Leek--leeks need a lot of washing, because they are composed of rings within rings, much like an onion, and can have a lot of dirt trapped in there, unless you buy them pre-cut and pre-washed.  But they impart a lovely flavor.  If you buy a whole leek, remove the "hairy" root end of the white part and the upper dark green part of the stalk.  Slice the white and light green stalk into 1/2-inch size pieces and separate each piece into its individual rings.  I use a colander in a larger bowl and fill it with water.  Put the leeks in the colander in the water and agitate.  Pull out the colander, empty the water in the bowl and start all over again.  Repeat several times until there is no more grit visible in the water. Throw the cleaned leeks in the soup pot.

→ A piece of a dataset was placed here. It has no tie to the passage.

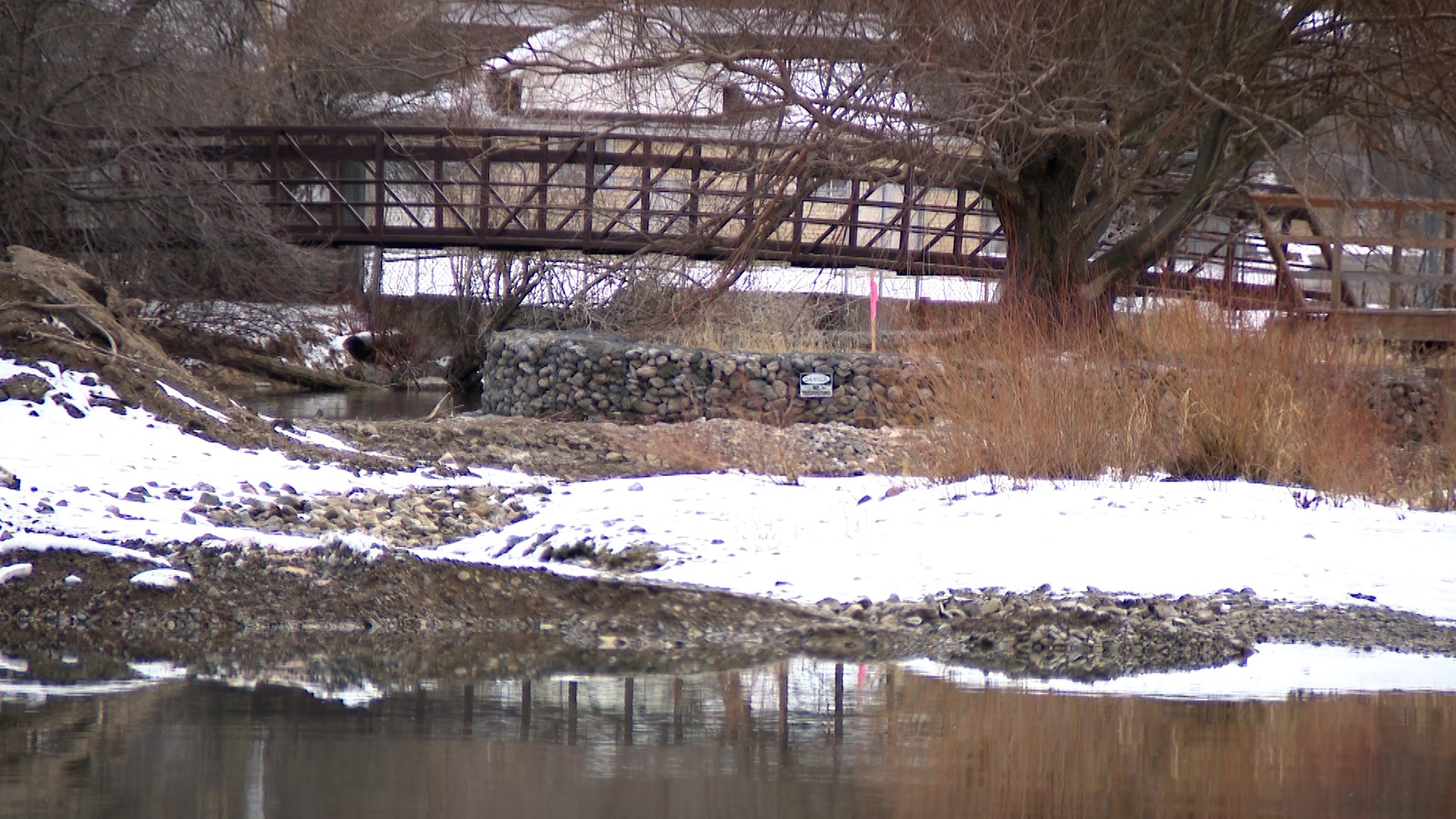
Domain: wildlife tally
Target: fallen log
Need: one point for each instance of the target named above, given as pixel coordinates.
(194, 344)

Lentils--need to be inspected because they can have a few stones or grit here and there.  Just spread them out on a paper or dish towel to look them over and pick out any debris.  Then rinse them well in a strainer and throw into the soup pot.

Peel and mince a few cloves of fresh garlic, or if you're lazy like me buy some minced garlic in water and add it to the soup pot.

Fresh herbs are a delight in the stock.  I used cilantro and basil.  Wash both and throw them in, stems and all (not the dirty roots obviously).  In the past when I used to make chicken stock, I'd use fresh thyme, sage, and a tad of rosemary, so those would taste good in this stock, too. 

Finally, a small handful of whole peppercorns and a few twists of the Himalayan sea salt grinder add a nice flavor.

Bring to a boil then reduce to lowest simmer for about an hour, giving it a stir every now and then. 

I wish I could put the smell on here, because it rivals any chicken stock I've ever made.  It's downright heavenly and smells incredibly comforting.

Remove from heat and allow to cool a little till you can strain it into a bowl safely without damaging your bowl or burning yourself.  Strain the broth and discard (or compost) the solids.  I use a fine mesh metal strainer.  Refrigerate what broth you need and freeze what you don't.  I don't keep mine for more than a week in the fridge. Use this magical concoction in soups, in place of water to cook rice or quinoa, or do what I'm going to do today and sip a warm cup after snowshoeing.